In the antique store on the corner of Franklin and Main, among cut glass candy dishes and earthenware moonshine jugs, were rolling pins. Wooden, dinged, well-used. In each room they were stashed in groups of three or four, standing on end in a tin bucket, or displayed like vintage wines on an iron rack. Their handles were worn smooth from a grandmother’s floured grip rolling pie crusts, rolling cookies, pounding nuts to crack them open or crumble them to dust. The pins had history, were golden with the oils and warmth of caring hands.
Or of drudging ones. How many of these were wielded as weapons? How many mothers chased a drunken husband with one, or a naughty child, Mother’s hair wild, curls coming loose from her braid in the hot kitchen where soup bubbled and the steam made her hair sproing?

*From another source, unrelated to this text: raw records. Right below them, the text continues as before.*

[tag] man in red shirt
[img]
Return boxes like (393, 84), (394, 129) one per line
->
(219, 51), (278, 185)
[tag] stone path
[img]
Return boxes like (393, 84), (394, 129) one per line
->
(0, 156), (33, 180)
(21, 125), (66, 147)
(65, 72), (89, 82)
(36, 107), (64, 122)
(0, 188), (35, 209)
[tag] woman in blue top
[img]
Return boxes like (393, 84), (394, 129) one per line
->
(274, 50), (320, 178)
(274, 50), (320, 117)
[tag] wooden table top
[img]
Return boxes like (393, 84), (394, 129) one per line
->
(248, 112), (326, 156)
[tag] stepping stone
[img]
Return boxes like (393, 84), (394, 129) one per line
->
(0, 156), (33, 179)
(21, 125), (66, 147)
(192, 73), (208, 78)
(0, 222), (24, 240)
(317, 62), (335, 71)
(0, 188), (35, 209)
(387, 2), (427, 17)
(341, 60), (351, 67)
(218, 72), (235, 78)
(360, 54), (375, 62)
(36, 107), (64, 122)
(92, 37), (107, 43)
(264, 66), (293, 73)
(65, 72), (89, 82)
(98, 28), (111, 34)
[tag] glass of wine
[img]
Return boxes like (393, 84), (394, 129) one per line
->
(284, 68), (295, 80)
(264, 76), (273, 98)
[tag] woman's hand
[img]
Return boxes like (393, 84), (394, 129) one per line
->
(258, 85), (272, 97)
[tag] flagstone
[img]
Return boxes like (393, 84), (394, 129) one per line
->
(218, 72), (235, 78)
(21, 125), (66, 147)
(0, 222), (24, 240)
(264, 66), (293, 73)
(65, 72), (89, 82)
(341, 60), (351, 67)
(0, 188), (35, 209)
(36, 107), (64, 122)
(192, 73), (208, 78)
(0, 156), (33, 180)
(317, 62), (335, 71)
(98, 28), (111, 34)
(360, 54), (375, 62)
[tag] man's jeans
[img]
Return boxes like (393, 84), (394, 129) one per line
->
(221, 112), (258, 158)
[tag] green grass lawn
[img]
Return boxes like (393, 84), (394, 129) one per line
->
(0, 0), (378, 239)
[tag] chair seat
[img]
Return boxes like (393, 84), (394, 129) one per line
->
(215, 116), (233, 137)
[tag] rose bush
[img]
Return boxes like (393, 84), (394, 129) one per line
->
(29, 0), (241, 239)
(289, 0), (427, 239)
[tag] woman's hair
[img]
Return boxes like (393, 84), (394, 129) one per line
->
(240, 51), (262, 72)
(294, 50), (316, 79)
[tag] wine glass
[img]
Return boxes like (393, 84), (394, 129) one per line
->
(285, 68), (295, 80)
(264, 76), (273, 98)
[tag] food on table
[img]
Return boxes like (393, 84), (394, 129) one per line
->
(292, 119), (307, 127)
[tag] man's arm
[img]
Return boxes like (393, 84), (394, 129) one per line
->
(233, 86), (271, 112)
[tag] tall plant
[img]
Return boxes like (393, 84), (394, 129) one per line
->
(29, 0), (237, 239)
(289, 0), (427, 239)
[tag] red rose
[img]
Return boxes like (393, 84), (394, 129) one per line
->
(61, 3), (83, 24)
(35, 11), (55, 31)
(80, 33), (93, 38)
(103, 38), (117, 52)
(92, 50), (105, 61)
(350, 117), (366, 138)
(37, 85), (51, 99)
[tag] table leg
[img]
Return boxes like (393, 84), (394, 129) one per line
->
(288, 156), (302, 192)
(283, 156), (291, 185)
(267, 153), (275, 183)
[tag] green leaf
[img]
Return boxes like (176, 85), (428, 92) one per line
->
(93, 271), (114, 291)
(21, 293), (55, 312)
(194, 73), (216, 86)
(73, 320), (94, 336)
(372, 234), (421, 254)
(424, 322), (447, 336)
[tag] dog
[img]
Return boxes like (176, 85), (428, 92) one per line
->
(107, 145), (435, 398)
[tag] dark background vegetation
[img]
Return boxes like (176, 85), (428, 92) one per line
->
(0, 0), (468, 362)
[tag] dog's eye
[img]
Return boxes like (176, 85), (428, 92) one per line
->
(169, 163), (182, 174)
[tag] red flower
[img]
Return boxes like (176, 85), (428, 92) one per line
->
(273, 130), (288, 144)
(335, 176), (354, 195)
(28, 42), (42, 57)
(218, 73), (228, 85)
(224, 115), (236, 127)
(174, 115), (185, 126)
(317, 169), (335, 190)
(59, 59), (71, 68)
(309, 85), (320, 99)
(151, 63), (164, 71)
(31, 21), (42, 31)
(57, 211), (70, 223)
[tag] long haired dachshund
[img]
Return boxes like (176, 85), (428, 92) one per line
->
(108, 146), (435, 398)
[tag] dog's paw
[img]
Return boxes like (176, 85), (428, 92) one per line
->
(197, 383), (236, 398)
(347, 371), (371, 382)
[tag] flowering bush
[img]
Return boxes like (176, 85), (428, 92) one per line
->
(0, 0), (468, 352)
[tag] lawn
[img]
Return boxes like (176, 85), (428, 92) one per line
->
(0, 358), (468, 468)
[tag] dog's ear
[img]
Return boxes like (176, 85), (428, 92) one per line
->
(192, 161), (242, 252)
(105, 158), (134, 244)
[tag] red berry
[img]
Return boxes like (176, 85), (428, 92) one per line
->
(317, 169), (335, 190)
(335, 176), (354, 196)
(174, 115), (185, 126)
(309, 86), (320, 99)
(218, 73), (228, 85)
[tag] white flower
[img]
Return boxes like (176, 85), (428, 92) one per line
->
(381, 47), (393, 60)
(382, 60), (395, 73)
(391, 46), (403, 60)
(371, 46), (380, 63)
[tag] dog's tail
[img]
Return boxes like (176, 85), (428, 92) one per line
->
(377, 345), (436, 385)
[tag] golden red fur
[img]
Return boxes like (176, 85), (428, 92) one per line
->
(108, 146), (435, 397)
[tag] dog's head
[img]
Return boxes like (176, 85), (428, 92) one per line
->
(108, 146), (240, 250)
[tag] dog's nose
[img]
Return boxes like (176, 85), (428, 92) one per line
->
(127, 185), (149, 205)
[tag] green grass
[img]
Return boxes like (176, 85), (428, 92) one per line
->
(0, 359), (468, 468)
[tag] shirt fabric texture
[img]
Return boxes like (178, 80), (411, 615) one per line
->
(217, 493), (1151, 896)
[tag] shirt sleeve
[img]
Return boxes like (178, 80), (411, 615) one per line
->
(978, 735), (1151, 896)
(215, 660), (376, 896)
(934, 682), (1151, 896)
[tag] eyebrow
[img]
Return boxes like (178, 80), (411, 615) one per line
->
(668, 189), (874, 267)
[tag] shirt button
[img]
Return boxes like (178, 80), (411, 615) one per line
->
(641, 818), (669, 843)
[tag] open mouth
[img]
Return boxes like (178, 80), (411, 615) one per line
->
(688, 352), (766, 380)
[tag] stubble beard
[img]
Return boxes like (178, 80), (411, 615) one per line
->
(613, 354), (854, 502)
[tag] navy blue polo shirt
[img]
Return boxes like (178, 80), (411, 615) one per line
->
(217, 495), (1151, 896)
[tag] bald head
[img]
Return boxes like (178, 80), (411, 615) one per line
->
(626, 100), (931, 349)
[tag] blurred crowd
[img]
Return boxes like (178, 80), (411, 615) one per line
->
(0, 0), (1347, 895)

Looking at these pins, inanimate now, tucked under a harvest table in an antique shop, I saw love and work. I saw fleshy palms and red cheeks, flour poofs and golden pastry. I saw Christmas Eve with shiny copper cookie cutters shaped like stars and candy canes. I saw meat pies and bubbles through slits in the crust. I saw buttery dough with rough edges as strong feminine forearms, muscled like Popeye’s on spinach, rolled, pressed, and turned the smooth sheet. A bosom heaved, and there may have been grunting if the dough was too tough. The pin would clank on the counter, the handles would rattle. Children would sneak corners and pinch edges off, and nibble and giggle while Mom raised the wooden pin, “Don’t you touch that crust!” And she’d try to look mean and menacing, but it was Christmas and she’d break down and start giggling too.
How many stories were in these wooden pins? Were they all from Virginia? Maybe some traveled here from Appalachian Ohio, or West Virginia. Maybe even from Minnesota, like me. Would I feel their history if I touched them? If I bought one and used it – that honey one there, with handles so polished with use they fairly gleamed – would my pies and cookies be enchanted? The pins looked smooth to touch, and they were comforting in their roundness. I could cup my hand around a cylinder and run it down the pin’s length. Would it be cool or warm in this antique shop? Would it tell me a story?
A resolution that came out of my writing workshop was to take an artist’s day out every week. Last week I visited Antiques on Main in Christiansburg, VA where the rolling pins caught my eye and inspired this piece.